Step 6: Deploy Your App Container
Transfer your image to the VPS. Quickest path without a registry:
# On your local machine
docker save myapp:latest | gzip > myapp.tar.gz
scp myapp.tar.gz user@your-vps-ip:/opt/myapp/
# On the VPS
cd /opt/myapp
docker load < myapp.tar.gz
docker compose up -d
For CI/CD pipelines, push to Docker Hub or a private registry and pull on the VPS instead — cleaner and faster for repeated deploys:
docker pull youruser/myapp:latest
docker compose up -d --pull always
Step 7: Verify Everything Is Running
# Check container status
docker compose ps
# Follow live logs
docker compose logs -f app
# Check Nginx status
sudo systemctl status nginx
# Confirm SSL is working
curl -I https://yourdomain.com
You should see HTTP/2 200 and a valid SSL header. Seeing a redirect loop? Check that Nginx passes X-Forwarded-Proto correctly and your app isn’t double-redirecting on its own.
Adding a Second App to the Same VPS
Here’s where having this infrastructure earns its keep. Need another service on the same box? New Nginx config pointing to a different port, another Docker Compose stack, Certbot for the new domain. No port conflicts, no shared dependencies, no drama.
sudo nano /etc/nginx/sites-available/anotherapp
# Point proxy_pass to http://localhost:4000
sudo certbot --nginx -d anotherapp.com
docker compose -f /opt/anotherapp/docker-compose.yml up -d
The Stack That Actually Holds Up
Docker for isolation, Nginx for routing, Certbot for SSL. That combination handles 90% of what keeps people up at night. Each piece has one job and does it well.
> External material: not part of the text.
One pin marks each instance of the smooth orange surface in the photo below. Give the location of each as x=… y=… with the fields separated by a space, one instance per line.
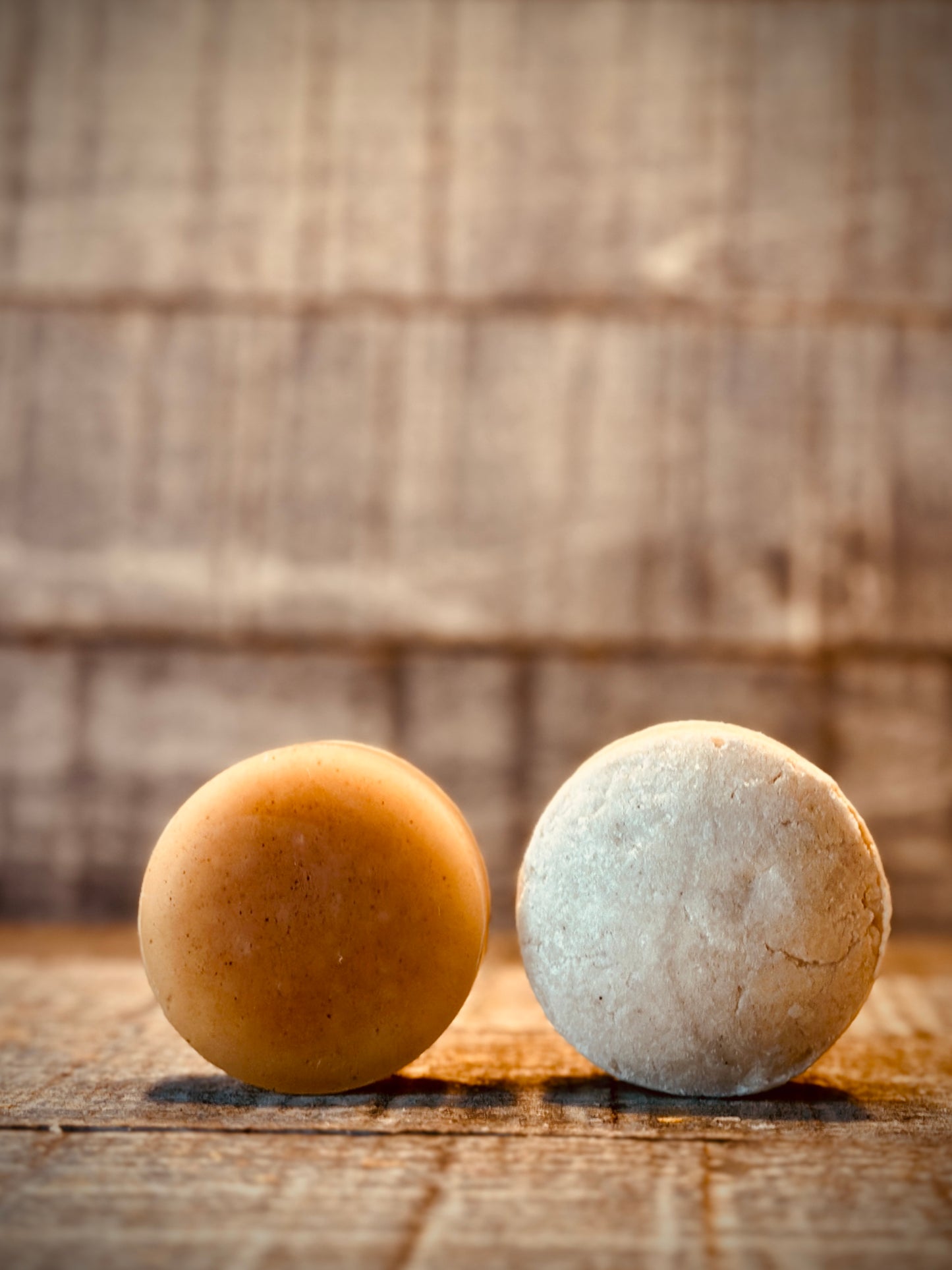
x=312 y=919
When something does break, the logs are in two obvious places: docker compose logs and /var/log/nginx/. Rolling back means docker compose down && docker compose up -d with the previous image tag. Start with this stack, keep it lean, and add complexity only when you have a specific reason — not because it seemed like a good idea at 11 PM before a launch.